La Suprema Corte, con la sentenza n. 19594 del 30.06.2020 ha confermato che "lo stato di salute incompatibile con il regime carcerario, idoneo a giustificare il differimento dell'esecuzione della pena per infermità fisica o la applicazione della detenzione domiciliare, non è ravvisabile soltanto a fronte di patologia implicante un pericolo per la vita, ma include ogni stato morboso o scadimento fisico di tale gravità ed impatto sul soggetto che ne è affetto da determinare una situazione di esistenza al di sotto di una soglia di dignità, valore insopprimibile da rispettarsi pure nella condizione di restrizione carceraria e che richiede, nella valutazione conclusiva, la considerazione congiunta dell'esigenza di non ledere il fondamentale diritto alla salute e del divieto di trattamenti contrari al senso di umanità, come riconosciuti dagli artt. 32 e 27 Cost. (sez. 1, n. 3262 del 01/12/2015, dep. 2016, Petronella, rv. 265722; sez. 1, n. 16681 del 24/01/2011, Buonanno, rv. 249966; sez. 1, n. 22373 del 08/05/2009, Aquino, rv. 244132)."

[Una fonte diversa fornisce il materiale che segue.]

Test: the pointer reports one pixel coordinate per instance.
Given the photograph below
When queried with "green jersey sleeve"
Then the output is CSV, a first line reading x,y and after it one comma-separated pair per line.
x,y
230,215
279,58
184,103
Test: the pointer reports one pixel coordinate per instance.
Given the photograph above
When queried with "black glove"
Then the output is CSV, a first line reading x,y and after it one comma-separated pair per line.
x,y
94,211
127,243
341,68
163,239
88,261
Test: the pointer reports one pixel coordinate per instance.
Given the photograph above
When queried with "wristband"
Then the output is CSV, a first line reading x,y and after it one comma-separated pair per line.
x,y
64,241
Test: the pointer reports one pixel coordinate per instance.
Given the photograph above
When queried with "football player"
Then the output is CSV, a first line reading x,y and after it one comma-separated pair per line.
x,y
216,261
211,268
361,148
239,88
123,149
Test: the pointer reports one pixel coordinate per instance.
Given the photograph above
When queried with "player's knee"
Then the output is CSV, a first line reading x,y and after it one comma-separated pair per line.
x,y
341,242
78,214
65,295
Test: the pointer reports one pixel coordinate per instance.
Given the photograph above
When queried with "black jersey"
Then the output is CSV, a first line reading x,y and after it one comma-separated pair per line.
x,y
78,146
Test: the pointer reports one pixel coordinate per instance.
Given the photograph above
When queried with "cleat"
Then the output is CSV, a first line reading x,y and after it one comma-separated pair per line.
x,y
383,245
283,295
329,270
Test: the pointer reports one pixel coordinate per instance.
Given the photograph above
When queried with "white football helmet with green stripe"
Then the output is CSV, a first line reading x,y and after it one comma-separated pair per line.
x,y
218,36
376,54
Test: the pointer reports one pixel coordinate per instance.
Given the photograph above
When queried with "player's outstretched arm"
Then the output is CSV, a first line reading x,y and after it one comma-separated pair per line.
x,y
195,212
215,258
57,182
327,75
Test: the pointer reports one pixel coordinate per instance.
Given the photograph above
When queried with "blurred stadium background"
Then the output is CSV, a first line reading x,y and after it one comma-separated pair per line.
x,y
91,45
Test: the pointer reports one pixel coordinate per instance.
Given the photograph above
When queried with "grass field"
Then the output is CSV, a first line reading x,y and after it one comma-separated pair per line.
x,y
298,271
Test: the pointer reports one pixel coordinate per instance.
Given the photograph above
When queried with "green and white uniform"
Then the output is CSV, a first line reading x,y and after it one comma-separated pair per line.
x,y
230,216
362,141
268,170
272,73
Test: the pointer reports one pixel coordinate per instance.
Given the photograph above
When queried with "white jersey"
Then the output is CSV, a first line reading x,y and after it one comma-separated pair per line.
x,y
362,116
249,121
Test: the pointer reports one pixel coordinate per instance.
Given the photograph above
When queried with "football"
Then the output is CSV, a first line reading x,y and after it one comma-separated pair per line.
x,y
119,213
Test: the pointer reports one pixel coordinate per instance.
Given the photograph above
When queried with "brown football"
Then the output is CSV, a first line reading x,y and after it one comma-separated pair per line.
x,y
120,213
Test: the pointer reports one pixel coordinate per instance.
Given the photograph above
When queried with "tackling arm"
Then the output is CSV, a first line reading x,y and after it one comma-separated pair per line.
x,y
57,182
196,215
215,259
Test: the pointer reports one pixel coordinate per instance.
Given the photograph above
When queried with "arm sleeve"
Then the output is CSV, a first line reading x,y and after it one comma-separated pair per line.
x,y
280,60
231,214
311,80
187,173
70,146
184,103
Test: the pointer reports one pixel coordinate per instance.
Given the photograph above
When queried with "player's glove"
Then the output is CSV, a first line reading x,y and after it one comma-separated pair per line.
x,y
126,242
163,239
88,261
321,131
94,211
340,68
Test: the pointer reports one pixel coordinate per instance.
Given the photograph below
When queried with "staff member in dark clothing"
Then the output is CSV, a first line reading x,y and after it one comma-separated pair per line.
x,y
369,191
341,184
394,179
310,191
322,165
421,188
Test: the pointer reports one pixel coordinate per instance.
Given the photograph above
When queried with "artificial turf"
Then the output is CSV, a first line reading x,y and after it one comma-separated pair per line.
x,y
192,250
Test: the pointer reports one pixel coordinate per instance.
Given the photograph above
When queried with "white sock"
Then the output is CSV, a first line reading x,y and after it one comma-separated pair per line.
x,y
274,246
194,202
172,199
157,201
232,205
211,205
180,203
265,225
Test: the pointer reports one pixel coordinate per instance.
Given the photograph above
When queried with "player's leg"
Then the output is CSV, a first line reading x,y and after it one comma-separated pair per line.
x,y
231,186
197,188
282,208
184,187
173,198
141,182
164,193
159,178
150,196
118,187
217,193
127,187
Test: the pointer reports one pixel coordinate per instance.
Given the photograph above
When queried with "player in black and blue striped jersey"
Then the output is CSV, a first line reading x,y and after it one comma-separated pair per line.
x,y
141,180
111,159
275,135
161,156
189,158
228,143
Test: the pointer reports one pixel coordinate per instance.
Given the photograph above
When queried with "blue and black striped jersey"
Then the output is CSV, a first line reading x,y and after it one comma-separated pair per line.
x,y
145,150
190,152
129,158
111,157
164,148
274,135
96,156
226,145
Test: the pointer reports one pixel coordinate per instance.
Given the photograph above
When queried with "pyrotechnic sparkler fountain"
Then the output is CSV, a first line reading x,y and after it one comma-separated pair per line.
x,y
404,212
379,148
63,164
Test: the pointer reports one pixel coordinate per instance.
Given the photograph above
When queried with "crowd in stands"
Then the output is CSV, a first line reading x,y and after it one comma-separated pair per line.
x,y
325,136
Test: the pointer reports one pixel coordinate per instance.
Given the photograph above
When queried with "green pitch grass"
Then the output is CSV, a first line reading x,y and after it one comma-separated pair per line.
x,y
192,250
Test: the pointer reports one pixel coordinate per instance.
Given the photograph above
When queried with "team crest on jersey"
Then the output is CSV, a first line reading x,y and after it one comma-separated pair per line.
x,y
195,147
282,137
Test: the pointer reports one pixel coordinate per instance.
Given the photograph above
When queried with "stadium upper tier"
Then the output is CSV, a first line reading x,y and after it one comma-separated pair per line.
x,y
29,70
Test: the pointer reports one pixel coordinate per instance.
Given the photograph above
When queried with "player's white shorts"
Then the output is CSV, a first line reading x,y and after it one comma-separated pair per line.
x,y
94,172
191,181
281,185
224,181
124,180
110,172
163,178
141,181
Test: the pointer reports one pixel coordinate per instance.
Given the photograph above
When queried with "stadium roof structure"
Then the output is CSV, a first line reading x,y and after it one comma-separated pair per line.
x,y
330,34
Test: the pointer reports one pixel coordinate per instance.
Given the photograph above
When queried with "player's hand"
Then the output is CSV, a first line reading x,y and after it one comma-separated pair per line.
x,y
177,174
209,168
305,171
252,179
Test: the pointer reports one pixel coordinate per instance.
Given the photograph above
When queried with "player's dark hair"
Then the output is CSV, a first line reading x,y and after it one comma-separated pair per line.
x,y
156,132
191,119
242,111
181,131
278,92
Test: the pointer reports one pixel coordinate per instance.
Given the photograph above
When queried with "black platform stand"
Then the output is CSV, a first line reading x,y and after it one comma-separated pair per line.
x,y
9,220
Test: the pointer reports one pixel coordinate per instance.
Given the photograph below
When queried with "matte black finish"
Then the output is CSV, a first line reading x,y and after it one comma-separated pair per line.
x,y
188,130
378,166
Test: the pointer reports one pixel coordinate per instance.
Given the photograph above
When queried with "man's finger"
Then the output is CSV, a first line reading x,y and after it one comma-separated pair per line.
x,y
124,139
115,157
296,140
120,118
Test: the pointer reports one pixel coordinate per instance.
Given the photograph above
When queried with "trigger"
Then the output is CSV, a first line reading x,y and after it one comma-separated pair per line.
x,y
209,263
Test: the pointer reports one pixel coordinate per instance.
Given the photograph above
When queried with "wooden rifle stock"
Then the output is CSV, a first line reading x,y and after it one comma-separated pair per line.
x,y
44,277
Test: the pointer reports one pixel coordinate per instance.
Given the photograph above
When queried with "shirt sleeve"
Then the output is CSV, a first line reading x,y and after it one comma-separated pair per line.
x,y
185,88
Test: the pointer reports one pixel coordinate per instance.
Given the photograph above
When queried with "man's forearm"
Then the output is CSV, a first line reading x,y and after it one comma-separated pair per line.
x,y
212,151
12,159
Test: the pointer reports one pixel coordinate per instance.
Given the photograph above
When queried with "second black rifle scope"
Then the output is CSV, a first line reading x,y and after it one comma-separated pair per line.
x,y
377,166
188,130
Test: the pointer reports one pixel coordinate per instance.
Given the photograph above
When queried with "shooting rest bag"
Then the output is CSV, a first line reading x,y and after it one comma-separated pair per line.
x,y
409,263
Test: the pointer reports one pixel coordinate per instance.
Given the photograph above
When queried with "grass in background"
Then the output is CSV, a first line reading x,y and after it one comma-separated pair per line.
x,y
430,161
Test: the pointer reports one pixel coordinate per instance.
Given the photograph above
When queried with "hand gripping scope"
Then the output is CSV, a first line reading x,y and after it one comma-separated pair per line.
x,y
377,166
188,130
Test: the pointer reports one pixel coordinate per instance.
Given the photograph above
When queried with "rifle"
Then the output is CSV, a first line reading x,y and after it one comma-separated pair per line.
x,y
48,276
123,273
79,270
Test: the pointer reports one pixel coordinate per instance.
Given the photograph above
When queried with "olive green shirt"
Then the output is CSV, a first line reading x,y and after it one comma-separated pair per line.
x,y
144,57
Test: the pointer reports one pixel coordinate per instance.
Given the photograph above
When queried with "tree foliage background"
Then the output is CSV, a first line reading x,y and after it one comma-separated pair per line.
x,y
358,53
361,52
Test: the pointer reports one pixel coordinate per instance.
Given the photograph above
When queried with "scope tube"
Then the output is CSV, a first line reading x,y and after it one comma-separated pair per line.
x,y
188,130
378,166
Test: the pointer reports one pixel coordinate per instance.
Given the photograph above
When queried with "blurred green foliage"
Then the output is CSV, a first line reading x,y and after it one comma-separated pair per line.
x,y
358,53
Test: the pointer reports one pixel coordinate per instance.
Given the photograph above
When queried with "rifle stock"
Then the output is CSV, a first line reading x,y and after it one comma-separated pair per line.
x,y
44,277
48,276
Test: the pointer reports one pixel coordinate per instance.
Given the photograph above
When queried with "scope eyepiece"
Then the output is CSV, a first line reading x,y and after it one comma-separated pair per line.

Conseguentemente, la valutazione relativa alla compatibilità tra regime detentivo carcerario e condizioni di salute del recluso deve essere condotta attraverso la disamina comparativa della situazione patologica e delle modalità di esecuzione della pena detentiva in ambiente carcerario ed implica un giudizio, da un lato di astratta idoneità dei presidi sanitari e terapeutici accessibili per il detenuto in dipendenza del regime impostogli, dall'altro dell'effettiva somministrazione delle cure praticabili e della loro concreta adeguatezza.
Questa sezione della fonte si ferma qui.